Nel suo ultimo libro parla proprio di estremismo, racconti forti che nella quotidianità si trovano in tutto il mondo. Può raccontarci una storia di ordinario estremismo che ha vissuto personalmente?

Le tre storie che racconto in ‘Quando muoio lo dico a Dio’, le ho vissute tutte personalmente, forse per questo ci ho messo tanto a scriverle. Sono tre storie ispirate alla realtà di vittime dell’estremismo delle tre  religioni monoteiste. Soprattutto la seconda che parla di un ragazzo ebreo ultraortodosso che voleva ballare salsa, mi ha toccato molto da vicino perché non rientrava nella mia sfera professionale. Quando fai questo mestiere sei in grado di accogliere qualsiasi storia per quanto dura, dolorosa, terribile possa essere. Ma quando le cose accadono nella tua vita privata, quando stai facendo cose normali, è più difficile da digerire.

Esiste un’estremismo cristiano che rischia di essere altrettanto pericoloso? Ha avuto testimonianza di ciò? 

Basta andare negli stati uniti e farsi un giro tra alcune sette di mormoni, donne costrette a sposarsi minorenni, poligamia, la maggior parte dei leader finiti in carcere per aver abusato di bambini. Vogliamo parlare dei vescovi in Sud America che scomunicano le ragazzine violentate perché abortiscono? O i centri per la riconversione di omossessuali in etero.

Dopo i fatti di Londra possiamo dire che il gaudio che ha attraversato i canali xenofobi e neonazionalisti di tutta Europa riconducono ad una forma di estremismo politico pericolosa ma sottovalutata, Lei cosa ne pensa? 

Credo che comincerei a fare delle scelte su cosa meriti di essere raccontato. Credo che libertà di stampa non significhi essere libero di riportare ogni stupidaggine che viene detta. Ci sono giornalacci inglesi (ma li abbiamo anche noi) che a guardare le prime pagine, istigano all’islamofobia, e questo non è giornalismo.

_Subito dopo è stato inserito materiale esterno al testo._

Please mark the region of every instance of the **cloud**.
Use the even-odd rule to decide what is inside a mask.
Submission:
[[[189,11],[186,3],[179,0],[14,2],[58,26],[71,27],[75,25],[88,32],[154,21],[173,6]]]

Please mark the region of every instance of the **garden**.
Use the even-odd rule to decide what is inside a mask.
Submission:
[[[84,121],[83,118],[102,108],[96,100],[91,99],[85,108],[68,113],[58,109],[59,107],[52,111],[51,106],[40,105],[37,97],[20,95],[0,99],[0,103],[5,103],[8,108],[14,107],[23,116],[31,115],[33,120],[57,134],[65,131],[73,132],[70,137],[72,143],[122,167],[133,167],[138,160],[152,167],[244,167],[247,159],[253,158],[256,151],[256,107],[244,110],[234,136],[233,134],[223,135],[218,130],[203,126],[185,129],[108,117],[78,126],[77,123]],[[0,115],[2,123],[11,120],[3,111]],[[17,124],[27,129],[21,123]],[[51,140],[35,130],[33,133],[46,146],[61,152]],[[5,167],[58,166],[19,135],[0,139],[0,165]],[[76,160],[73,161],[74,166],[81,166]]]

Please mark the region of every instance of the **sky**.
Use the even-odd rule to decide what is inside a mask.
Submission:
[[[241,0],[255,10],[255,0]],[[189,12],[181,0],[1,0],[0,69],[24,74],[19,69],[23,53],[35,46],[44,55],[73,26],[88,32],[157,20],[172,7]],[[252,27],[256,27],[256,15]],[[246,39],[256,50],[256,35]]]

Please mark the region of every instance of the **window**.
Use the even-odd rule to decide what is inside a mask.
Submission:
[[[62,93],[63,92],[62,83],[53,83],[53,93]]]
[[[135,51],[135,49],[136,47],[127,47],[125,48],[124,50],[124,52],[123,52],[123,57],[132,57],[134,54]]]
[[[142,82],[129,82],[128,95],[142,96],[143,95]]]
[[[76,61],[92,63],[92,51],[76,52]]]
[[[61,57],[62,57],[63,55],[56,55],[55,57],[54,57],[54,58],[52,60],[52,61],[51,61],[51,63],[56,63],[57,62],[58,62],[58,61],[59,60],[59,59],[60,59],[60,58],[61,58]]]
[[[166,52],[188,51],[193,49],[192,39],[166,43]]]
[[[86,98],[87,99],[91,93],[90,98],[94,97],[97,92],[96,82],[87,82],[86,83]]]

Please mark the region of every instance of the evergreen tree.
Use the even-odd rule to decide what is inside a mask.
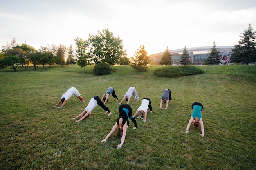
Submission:
[[[188,65],[190,64],[190,55],[189,51],[186,49],[186,46],[183,50],[182,54],[180,55],[180,64],[181,65]]]
[[[164,51],[162,56],[162,58],[159,61],[159,63],[162,65],[172,65],[173,63],[173,55],[167,47],[166,50]]]
[[[126,50],[125,50],[123,54],[123,57],[121,57],[119,60],[120,65],[128,65],[130,63],[130,60],[127,57]]]
[[[207,59],[204,60],[204,63],[207,65],[213,65],[214,64],[219,64],[220,63],[219,49],[216,48],[215,42],[213,42],[213,47],[209,50]]]
[[[72,48],[72,45],[70,44],[70,46],[68,48],[67,52],[67,59],[66,63],[67,64],[75,64],[76,62],[74,59],[74,55],[73,55],[73,49]]]
[[[84,72],[85,72],[85,67],[86,65],[90,65],[90,58],[88,54],[88,44],[86,41],[83,40],[81,38],[77,38],[75,40],[76,45],[76,52],[77,59],[77,65],[81,67],[83,67]]]
[[[241,34],[238,44],[235,45],[232,50],[231,61],[249,65],[249,63],[256,62],[256,32],[250,24],[247,30]]]
[[[150,63],[148,52],[145,50],[145,46],[141,44],[135,52],[132,65],[132,68],[140,72],[147,70],[148,65]]]

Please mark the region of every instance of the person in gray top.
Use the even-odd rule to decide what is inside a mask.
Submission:
[[[101,98],[101,100],[103,100],[104,104],[105,104],[106,102],[108,101],[108,96],[111,94],[113,96],[114,100],[117,100],[117,101],[118,101],[118,98],[115,92],[115,90],[113,87],[108,87],[107,91],[103,95],[102,98]]]
[[[166,103],[166,106],[164,109],[167,109],[168,107],[168,105],[169,104],[169,101],[170,101],[170,103],[171,103],[172,98],[171,95],[171,90],[168,89],[165,89],[164,90],[163,92],[163,94],[161,98],[161,100],[160,102],[160,108],[162,108],[162,103],[163,102],[164,103]]]

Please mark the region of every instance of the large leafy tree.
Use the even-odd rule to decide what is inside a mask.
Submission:
[[[251,24],[247,30],[241,34],[242,35],[238,41],[238,44],[235,45],[232,50],[231,61],[236,63],[245,63],[256,62],[256,32],[253,30]]]
[[[204,63],[207,65],[213,65],[215,64],[219,64],[220,63],[220,59],[219,50],[216,48],[215,42],[213,42],[212,48],[209,50],[207,59],[204,60]]]
[[[144,72],[147,70],[150,63],[148,52],[145,50],[144,45],[141,44],[135,52],[131,66],[139,71]]]
[[[1,68],[4,68],[6,66],[10,66],[13,68],[14,71],[16,71],[17,67],[20,65],[20,63],[22,61],[19,57],[8,54],[7,57],[1,60]]]
[[[119,63],[124,52],[122,41],[119,37],[114,36],[108,29],[98,31],[96,35],[89,35],[88,42],[90,56],[95,63],[105,63],[111,68]]]
[[[180,64],[181,65],[188,65],[190,64],[190,55],[189,51],[186,49],[186,46],[183,49],[182,54],[180,55]]]
[[[30,60],[30,57],[35,51],[35,49],[25,43],[21,45],[17,45],[13,47],[12,48],[7,50],[6,53],[13,56],[19,57],[22,62],[22,66],[25,66],[26,69],[26,65],[28,64]]]
[[[85,73],[85,66],[90,65],[90,56],[88,52],[88,45],[87,42],[81,38],[77,38],[74,39],[76,45],[76,62],[77,65],[81,67],[84,68],[84,72]]]
[[[166,50],[164,52],[159,63],[162,65],[171,65],[173,63],[173,55],[171,53],[168,47],[167,47]]]

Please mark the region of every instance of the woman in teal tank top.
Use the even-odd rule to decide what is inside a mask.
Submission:
[[[202,111],[204,108],[203,105],[201,103],[195,102],[192,104],[191,107],[193,109],[193,112],[191,114],[191,118],[189,122],[189,124],[186,127],[186,133],[188,133],[189,131],[190,125],[193,122],[194,126],[196,128],[199,126],[201,124],[201,131],[202,133],[201,136],[204,136],[204,122],[203,122],[203,116],[202,115]]]

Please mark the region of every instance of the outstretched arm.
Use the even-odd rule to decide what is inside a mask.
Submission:
[[[122,135],[121,143],[117,145],[117,149],[122,147],[123,144],[124,144],[124,139],[125,139],[125,137],[126,135],[126,130],[127,129],[127,128],[126,128],[126,125],[127,123],[126,123],[123,126],[123,135]]]
[[[134,115],[133,115],[133,118],[135,118],[135,117],[137,115],[137,114],[138,114],[138,113],[139,113],[139,111],[138,110],[137,110],[136,111],[136,112],[135,112],[135,113],[134,113]]]
[[[65,104],[66,104],[66,102],[67,102],[67,100],[64,100],[64,101],[63,102],[63,103],[62,103],[62,105],[61,105],[61,106],[59,107],[58,107],[57,108],[59,109],[59,108],[61,108],[61,107],[63,107],[64,106],[64,105],[65,105]]]
[[[104,97],[105,97],[105,94],[103,95],[103,96],[102,96],[102,98],[101,98],[101,100],[103,100],[103,99],[104,98]]]
[[[121,103],[122,103],[122,102],[123,102],[123,101],[124,100],[124,99],[125,99],[125,98],[126,98],[126,96],[124,96],[124,98],[123,98],[121,101],[119,103],[118,103],[118,105],[120,105]]]
[[[147,120],[147,114],[148,114],[148,111],[145,111],[145,116],[144,116],[144,120],[143,120],[143,122],[144,122],[144,123],[145,123],[146,122],[146,121]]]
[[[161,100],[160,100],[160,108],[162,108],[162,103],[163,103],[163,100],[162,99],[161,99]]]
[[[128,101],[127,101],[127,104],[129,104],[129,103],[130,102],[130,100],[131,100],[131,98],[128,98]]]
[[[192,116],[191,116],[190,119],[189,120],[189,124],[188,124],[188,126],[186,126],[186,133],[188,133],[189,130],[189,128],[190,127],[190,125],[192,122],[194,121],[194,118]]]
[[[87,112],[85,111],[85,112],[84,112],[84,113],[86,113],[85,114],[85,115],[84,116],[83,116],[83,117],[82,117],[82,118],[80,118],[79,120],[76,120],[75,121],[75,123],[78,122],[80,122],[81,120],[84,119],[86,117],[87,117],[88,116],[90,116],[91,115],[91,114],[92,113],[92,112],[91,111],[87,111]],[[80,114],[79,115],[81,115],[81,114],[82,113]],[[79,116],[79,115],[78,116]],[[81,116],[82,116],[82,115],[81,115]],[[80,116],[80,117],[81,116]],[[79,117],[78,116],[77,116],[77,117]]]
[[[165,108],[164,109],[167,109],[167,108],[168,108],[168,106],[169,105],[169,100],[167,100],[167,101],[166,101],[166,106],[165,107]]]
[[[104,102],[104,104],[105,104],[106,102],[107,102],[107,101],[108,101],[108,96],[109,96],[109,94],[108,93],[107,93],[106,94],[106,99],[105,100],[105,101]]]
[[[55,106],[54,106],[54,107],[56,107],[57,106],[58,106],[58,105],[59,105],[60,104],[60,103],[61,103],[61,100],[58,102],[58,103],[57,103],[56,104],[56,105],[55,105]]]
[[[200,123],[200,124],[201,124],[201,131],[202,132],[201,135],[203,137],[204,136],[204,128],[203,118],[201,118],[201,119],[199,120],[199,123]]]
[[[118,127],[118,125],[117,125],[117,123],[116,123],[116,124],[115,124],[115,125],[114,125],[114,126],[112,128],[112,129],[111,129],[111,131],[109,133],[108,133],[108,135],[107,135],[107,136],[106,136],[106,137],[105,137],[105,138],[104,139],[103,139],[103,140],[102,140],[102,141],[101,141],[101,142],[102,143],[103,142],[106,142],[107,139],[108,139],[108,138],[111,135],[112,133],[114,133],[114,132],[115,132],[115,131],[116,130],[116,129]],[[123,130],[123,131],[124,131],[124,130]],[[123,133],[124,133],[124,131],[123,132]]]

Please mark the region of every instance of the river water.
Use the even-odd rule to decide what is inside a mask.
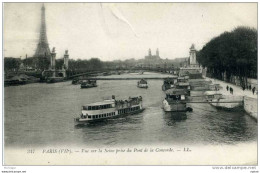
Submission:
[[[143,76],[168,75],[145,73]],[[162,109],[163,80],[148,80],[148,89],[137,88],[137,80],[99,80],[97,84],[98,87],[90,89],[80,89],[71,81],[5,87],[5,146],[234,145],[257,141],[257,122],[243,111],[191,104],[193,112],[186,113],[187,119],[174,120]],[[200,94],[191,92],[191,95]],[[80,114],[82,105],[112,95],[117,99],[142,96],[146,109],[136,115],[74,126],[73,118]]]

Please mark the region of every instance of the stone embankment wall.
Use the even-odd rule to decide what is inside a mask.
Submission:
[[[258,119],[257,116],[257,99],[251,97],[244,97],[244,109],[245,111],[251,115],[256,120]]]

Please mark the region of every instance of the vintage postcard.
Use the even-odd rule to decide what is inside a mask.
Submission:
[[[3,165],[257,171],[257,12],[3,3]]]

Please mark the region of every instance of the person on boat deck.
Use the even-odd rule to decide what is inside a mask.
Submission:
[[[230,87],[230,94],[233,94],[233,88]]]
[[[252,89],[253,95],[255,94],[255,87]]]

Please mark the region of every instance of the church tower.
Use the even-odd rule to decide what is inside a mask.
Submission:
[[[194,44],[191,45],[191,48],[190,48],[190,67],[198,67],[198,62],[196,60],[196,49],[195,49],[195,46]]]

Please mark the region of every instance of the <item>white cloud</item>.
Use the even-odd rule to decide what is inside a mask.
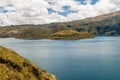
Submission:
[[[0,7],[3,9],[0,12],[0,23],[20,25],[64,22],[120,10],[120,0],[99,0],[94,5],[90,4],[91,0],[85,0],[85,3],[83,5],[75,0],[0,0]],[[70,6],[71,11],[75,12],[67,16],[58,14],[65,12],[64,6]],[[49,13],[48,8],[55,12]]]

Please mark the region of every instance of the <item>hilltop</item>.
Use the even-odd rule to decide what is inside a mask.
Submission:
[[[39,39],[47,38],[53,33],[69,29],[92,33],[95,36],[118,36],[120,35],[120,11],[71,22],[4,26],[0,27],[0,37]]]
[[[88,32],[77,32],[75,30],[62,30],[55,32],[49,36],[49,39],[54,40],[76,40],[93,38],[93,35]]]
[[[0,80],[56,80],[16,52],[0,46]]]

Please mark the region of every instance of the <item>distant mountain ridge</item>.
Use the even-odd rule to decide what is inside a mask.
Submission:
[[[49,34],[69,29],[94,35],[120,35],[120,11],[71,22],[0,27],[0,37],[45,38]]]

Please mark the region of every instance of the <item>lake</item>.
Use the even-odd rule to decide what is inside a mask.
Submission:
[[[55,74],[58,80],[120,80],[120,37],[83,40],[0,39],[0,45]]]

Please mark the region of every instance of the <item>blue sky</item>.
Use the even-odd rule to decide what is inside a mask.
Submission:
[[[77,1],[77,2],[79,2],[80,4],[82,4],[82,5],[86,5],[86,3],[85,3],[85,0],[75,0],[75,1]],[[94,4],[96,4],[96,2],[98,2],[99,0],[91,0],[91,5],[94,5]],[[50,3],[51,4],[51,3]],[[55,10],[53,10],[52,8],[48,8],[48,12],[49,13],[53,13],[53,12],[56,12],[56,13],[58,13],[58,14],[60,14],[60,15],[63,15],[63,16],[67,16],[69,13],[77,13],[77,11],[73,11],[73,10],[71,10],[71,7],[70,6],[63,6],[62,7],[63,9],[64,9],[64,12],[57,12],[57,11],[55,11]]]
[[[120,10],[120,0],[0,0],[0,26],[67,22]]]

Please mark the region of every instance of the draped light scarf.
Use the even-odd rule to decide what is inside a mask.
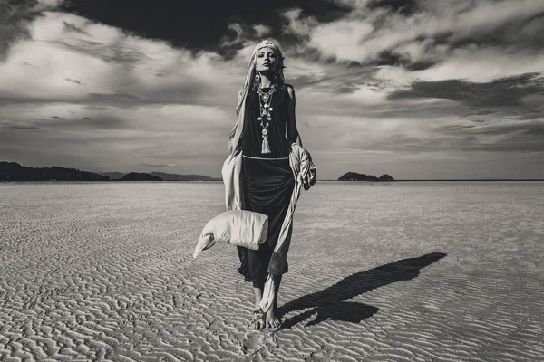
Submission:
[[[228,150],[230,151],[231,155],[234,155],[235,153],[238,152],[241,147],[240,141],[242,138],[242,131],[244,129],[244,121],[246,117],[246,100],[248,99],[248,94],[249,94],[251,86],[255,81],[255,63],[257,53],[263,48],[270,48],[274,50],[274,52],[276,52],[277,59],[277,65],[276,69],[277,70],[279,76],[278,81],[280,83],[283,83],[284,81],[284,57],[281,53],[281,51],[279,50],[279,46],[277,43],[272,43],[268,40],[262,41],[261,43],[257,44],[257,46],[253,50],[253,54],[251,55],[251,59],[249,60],[249,64],[248,65],[248,71],[246,72],[246,78],[244,80],[244,87],[242,88],[242,97],[236,106],[236,115],[238,120],[232,130],[230,131],[230,136],[228,138]]]
[[[223,163],[221,174],[223,176],[223,183],[225,184],[225,202],[227,210],[242,210],[243,209],[243,186],[242,186],[242,152],[241,139],[242,130],[244,129],[244,121],[246,118],[246,100],[250,88],[255,81],[255,62],[258,52],[263,48],[270,48],[276,52],[277,58],[278,78],[277,81],[279,83],[284,81],[284,58],[277,44],[270,41],[263,41],[258,43],[251,55],[248,72],[244,80],[244,88],[242,89],[241,98],[236,108],[237,122],[228,138],[228,150],[230,155]],[[300,138],[299,138],[300,139]],[[291,243],[290,230],[293,224],[293,214],[296,205],[296,201],[300,196],[301,190],[308,190],[316,183],[316,165],[312,161],[312,157],[308,151],[304,149],[297,143],[291,145],[291,152],[289,154],[289,165],[293,171],[295,178],[295,187],[291,195],[287,213],[281,225],[277,243],[274,248],[274,252],[268,266],[268,276],[265,282],[263,291],[263,298],[260,302],[260,308],[263,311],[268,310],[275,298],[275,278],[277,271],[282,269],[282,266],[287,262],[287,252]],[[274,268],[272,265],[275,265]],[[274,270],[274,269],[277,269]]]

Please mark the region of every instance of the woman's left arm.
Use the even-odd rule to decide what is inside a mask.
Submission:
[[[298,146],[302,147],[302,139],[300,138],[300,135],[298,134],[298,129],[296,129],[296,119],[295,118],[295,89],[290,85],[287,86],[287,94],[289,95],[287,119],[287,138],[292,142],[296,143]]]

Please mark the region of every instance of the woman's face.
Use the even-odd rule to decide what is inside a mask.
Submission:
[[[258,72],[274,72],[277,67],[277,55],[274,49],[263,48],[257,52],[255,68]]]

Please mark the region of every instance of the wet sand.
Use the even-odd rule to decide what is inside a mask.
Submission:
[[[0,184],[2,361],[539,361],[544,183],[317,183],[281,329],[248,328],[220,183]]]

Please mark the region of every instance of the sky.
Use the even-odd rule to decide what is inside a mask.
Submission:
[[[542,0],[0,0],[0,160],[219,177],[279,43],[317,179],[544,178]]]

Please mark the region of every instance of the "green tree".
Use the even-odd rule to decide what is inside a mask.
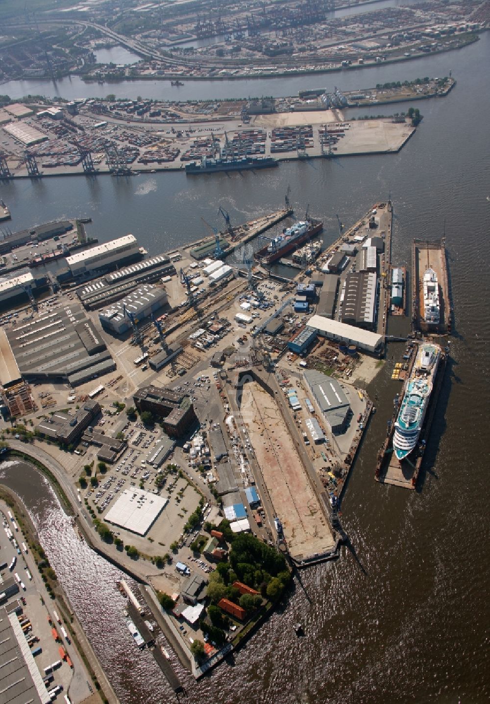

Ultraortodossi ebrei, comunità chiusa e con rigide regole di comportamento e morali, perchè non sono considerate pericolose e perchè non vengono attenzionate come succede per i ghetti musulmani in europa?

Proprio perché sono una comunità chiusa, non si metteranno mai a mettere bombe per giustificare la loro causa. Questo non vale per l’ideologia, se andate a visitare gli insediamenti ebraici si incontrano personaggi “interessanti” che mescolano idee politiche estreme, giustificandole con la religione e poi agiscono in modo non legale. L’argomento è vastissimo. Se uno entra in un quartiere ultraortodosso di sabato con la macchina verrà aggredito. Perfino se entra un’autoambulanza di sabato succede un macello. Non so quale sia la soluzione, sicuramente l’estremismo va identificato e neutralizzato, e credo uno dei modi, sia attraverso la cultura, la conoscenza, la condivisione. Girando il mondo ho imparato che non voglio che le persone siano come me, o vogliano le stesse cose, desidero conoscere le differenze, voglio trovare i punti comuni, voglio poter ragionare o anche discutere. Nei giorni scorsi un tribunale israeliano ha decretato inaccettabile che un ultraortodosso chieda in aereo che una donna che gli siede accanto, venga fatta spostare perché lui non vuole sedere accanto ad una donna. Accadde anche a me in un taxi collettivo pieno all’aeroporto di Tel Aviv, l’uomo di mise ad urlare dicendo che non mi voleva vicino, l’autista mi fece sedere accanto a lui per farlo smettere. Accettai per poterci muovere, ma quando il tipo era ancora giù dal mezzo, con la giacca abbandonata sul sedile, l’ho presa e l’ho stropicciata tutta mentre dentro di me dicevo “ecco la donna impura che ti tocca tutta la giacca”. Non un comportamento ortodosso, non molto educato, ma ci sono cose che non hanno prezzo. In Iraq ho intervistato imam, quindi musulmani che non mi neanche guardato mentre parlavo con loro, un’altra volta una ragazza cristiana, mi ha detto “sei tanto simpatica, peccato che andrai all’inferno perché non credi in Dio”. Ma quello che conta è che la maggior parte delle persone non è così, per la maggior parte degli esseri umani la religione è cultura, tradizione, privato, un modo per celebrare la vita. Gentilezza, ospitalità, umanità e compassione questa è la regola, il resto sono anomalie pericolose, a volte solo per alcuni, o per una comunità o per il benessere di chiunque.